En esta década hemos aprendido a interiorizar el euro para la pequeña economía, la de la cesta de la compra, la de las cifras cotidianas de la subsistencia, y ello nos ha ayudado a olvidar no sólo la inflación sobrevenida por el coste de la vida en sí mismo, sino también la residual del redondeo de decimales que se produjo de forma inmediata a la reconversión monetaria. Seguimos convirtiendo a pesetas mentales las grandes cantidades, la de los presupuestos públicos o las de la vivienda, pero la asunción conceptual de los precios domésticos nos ha tendido una trampa de cálculo relativo. El litro de gasolina, 128 pesetas hace diez años, cuesta ahora más de doscientas; un café con tostada y zumo, quinientas. Esa inflación de la calle es muy superior a la de la estadística oficial y tiene un demoledor contrapunto relativo: el salario medio apenas ha subido un 14 por ciento. Y la recesión lo ha empujado a la baja; he ahí el retrato sencillo y crudo de un empobrecimiento colectivo.
Ésa es la historia, aunque no toda la historia. El euro impulsó las exportaciones, estabilizó la economía y dio cobertura a una etapa de prosperidad que se ha truncado de manera abrupta en los últimos años. Por las fisuras que quedaron abiertas al establecerse la unión monetaria se ha colado una pavorosa crisis financiera; no estaban previstas las trampas en aquel juego de apariencia honorable. La ruptura sería una catástrofe; el mal menor es ahora la continuidad de un sistema pensado desde el optimismo cuyas imperfecciones han aflorado al manifestarse las primeras dificultades. Las reglas no contemplaban que alguien dejara de pagar sus deudas.

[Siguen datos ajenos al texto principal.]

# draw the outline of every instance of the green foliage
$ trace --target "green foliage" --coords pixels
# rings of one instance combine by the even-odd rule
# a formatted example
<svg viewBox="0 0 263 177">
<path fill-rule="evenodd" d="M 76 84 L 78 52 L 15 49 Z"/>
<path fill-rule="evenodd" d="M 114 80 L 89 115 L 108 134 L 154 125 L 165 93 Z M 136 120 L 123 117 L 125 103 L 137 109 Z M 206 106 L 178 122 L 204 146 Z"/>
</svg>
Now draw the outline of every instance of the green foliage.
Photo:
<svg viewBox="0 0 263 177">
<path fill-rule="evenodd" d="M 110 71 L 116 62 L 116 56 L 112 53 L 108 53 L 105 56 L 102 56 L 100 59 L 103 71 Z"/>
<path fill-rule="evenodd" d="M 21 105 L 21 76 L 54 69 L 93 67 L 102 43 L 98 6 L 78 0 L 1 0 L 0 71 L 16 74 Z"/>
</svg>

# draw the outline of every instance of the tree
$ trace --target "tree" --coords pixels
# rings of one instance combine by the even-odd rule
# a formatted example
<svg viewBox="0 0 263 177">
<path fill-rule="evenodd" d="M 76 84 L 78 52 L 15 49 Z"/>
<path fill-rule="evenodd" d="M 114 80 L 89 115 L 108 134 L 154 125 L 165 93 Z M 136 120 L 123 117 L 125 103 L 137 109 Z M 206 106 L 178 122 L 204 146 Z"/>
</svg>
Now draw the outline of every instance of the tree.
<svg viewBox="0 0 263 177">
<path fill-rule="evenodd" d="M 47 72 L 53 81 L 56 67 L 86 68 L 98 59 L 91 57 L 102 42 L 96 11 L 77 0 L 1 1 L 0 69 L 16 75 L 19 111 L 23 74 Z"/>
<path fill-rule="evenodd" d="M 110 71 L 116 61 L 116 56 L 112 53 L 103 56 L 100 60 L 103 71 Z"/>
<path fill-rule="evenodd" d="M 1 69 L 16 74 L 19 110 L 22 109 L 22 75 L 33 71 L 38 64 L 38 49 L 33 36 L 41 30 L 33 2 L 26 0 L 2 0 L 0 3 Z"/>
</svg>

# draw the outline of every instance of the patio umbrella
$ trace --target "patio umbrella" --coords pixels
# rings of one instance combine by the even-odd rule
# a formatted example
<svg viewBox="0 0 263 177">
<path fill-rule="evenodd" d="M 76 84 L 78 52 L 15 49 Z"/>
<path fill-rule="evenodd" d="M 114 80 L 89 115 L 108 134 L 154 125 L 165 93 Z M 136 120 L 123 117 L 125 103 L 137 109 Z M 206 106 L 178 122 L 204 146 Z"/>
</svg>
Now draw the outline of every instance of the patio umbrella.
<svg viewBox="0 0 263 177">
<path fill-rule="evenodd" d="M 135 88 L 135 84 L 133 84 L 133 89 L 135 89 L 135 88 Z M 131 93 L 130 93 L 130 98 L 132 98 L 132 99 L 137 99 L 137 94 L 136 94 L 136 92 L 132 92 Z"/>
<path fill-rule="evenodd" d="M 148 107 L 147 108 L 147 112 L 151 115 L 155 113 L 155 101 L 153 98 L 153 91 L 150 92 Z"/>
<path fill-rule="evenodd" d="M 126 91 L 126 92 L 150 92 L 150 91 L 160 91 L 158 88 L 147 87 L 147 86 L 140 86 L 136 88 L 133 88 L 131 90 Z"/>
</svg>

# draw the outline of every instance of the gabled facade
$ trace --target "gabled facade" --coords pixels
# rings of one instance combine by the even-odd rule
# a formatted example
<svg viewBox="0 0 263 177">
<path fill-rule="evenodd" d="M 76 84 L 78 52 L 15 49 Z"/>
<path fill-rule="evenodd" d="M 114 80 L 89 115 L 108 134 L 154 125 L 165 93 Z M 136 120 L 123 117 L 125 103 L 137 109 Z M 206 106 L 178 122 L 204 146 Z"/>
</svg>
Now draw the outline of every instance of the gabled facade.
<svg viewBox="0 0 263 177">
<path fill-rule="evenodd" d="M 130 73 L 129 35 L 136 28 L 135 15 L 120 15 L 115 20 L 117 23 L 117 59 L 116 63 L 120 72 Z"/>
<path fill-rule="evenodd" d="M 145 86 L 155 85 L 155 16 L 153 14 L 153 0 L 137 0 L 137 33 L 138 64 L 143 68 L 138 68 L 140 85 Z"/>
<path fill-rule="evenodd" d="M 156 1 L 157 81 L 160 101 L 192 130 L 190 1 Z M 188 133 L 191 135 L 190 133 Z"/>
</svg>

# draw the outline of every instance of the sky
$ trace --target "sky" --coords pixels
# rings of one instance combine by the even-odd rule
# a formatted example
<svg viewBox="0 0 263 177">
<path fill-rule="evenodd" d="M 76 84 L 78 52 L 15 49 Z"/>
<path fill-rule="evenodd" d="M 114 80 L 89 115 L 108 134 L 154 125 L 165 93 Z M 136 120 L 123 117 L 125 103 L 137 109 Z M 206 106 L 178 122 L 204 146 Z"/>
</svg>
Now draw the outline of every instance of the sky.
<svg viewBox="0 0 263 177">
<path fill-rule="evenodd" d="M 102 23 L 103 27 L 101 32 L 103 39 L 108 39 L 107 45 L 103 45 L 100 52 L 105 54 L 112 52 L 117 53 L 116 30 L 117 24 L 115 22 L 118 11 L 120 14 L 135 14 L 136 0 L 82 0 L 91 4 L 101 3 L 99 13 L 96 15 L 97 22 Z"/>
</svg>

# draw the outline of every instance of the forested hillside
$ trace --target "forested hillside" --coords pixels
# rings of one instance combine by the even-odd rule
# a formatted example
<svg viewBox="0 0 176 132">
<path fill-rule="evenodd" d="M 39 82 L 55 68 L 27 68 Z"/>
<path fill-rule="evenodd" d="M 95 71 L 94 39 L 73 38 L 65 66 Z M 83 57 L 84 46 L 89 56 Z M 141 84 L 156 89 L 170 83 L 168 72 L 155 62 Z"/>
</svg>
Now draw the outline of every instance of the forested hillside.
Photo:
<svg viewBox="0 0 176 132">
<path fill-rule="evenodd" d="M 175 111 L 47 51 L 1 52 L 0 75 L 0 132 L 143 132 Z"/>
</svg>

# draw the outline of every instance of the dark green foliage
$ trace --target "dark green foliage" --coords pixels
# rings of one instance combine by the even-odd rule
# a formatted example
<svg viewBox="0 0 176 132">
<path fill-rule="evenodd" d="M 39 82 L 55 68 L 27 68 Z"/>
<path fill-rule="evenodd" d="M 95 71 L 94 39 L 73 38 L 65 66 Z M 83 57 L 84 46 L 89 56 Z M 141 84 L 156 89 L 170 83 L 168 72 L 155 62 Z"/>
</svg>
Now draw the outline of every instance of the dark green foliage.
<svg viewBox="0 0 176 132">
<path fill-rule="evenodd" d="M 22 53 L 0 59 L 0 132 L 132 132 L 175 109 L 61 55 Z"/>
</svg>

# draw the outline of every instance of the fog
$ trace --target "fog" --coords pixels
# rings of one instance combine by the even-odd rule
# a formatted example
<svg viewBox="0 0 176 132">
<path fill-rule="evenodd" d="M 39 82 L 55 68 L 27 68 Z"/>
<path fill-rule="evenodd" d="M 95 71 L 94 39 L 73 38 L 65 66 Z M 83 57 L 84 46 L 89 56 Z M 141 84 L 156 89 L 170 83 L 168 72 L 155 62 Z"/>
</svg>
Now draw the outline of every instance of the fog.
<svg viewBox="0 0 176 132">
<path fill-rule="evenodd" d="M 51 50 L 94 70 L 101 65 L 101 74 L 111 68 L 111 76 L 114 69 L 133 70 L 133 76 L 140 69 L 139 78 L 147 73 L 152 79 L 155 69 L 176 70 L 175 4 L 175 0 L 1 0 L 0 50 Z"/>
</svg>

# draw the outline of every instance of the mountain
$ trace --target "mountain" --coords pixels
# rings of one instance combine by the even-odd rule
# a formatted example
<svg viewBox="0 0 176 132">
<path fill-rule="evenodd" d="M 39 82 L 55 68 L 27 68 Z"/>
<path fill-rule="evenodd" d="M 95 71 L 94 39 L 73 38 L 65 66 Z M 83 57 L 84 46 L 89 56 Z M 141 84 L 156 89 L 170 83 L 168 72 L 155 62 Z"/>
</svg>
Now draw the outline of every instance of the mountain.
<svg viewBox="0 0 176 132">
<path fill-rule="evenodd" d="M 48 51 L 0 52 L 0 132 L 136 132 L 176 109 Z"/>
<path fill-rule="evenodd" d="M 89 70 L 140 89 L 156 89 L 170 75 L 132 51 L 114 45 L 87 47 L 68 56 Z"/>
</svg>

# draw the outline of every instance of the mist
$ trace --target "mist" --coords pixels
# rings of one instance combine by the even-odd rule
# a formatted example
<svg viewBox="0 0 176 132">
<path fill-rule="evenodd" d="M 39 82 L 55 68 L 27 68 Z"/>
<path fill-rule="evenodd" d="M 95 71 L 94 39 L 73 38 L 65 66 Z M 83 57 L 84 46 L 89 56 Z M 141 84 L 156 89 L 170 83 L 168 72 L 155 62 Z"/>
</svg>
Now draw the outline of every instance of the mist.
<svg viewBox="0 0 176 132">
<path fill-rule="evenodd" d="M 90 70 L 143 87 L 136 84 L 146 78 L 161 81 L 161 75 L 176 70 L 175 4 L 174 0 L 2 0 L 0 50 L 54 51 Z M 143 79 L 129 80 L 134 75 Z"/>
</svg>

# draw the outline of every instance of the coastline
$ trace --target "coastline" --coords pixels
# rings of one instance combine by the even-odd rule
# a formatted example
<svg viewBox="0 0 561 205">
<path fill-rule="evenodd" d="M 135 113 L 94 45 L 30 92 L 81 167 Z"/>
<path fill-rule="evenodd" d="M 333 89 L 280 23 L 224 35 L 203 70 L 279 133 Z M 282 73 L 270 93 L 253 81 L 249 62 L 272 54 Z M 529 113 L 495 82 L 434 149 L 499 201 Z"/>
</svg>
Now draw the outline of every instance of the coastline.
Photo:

El relato real de la crisis lo pueden contar aquellas cinco mil pesetas con las que uno podía pasar una jornada razonable. Hoy volarían en unas horas, sin margen para imprevistos ni lujos, con la fragilidad de un espejismo o de una bruma. Cinco mil pesetas al día son novecientos euros al mes; un salario por debajo de la frontera psicológica del mileurismo. Compárese el poder adquisitivo de entonces y de ahora y estará escrita la verdadera historia que los García no nos contaron.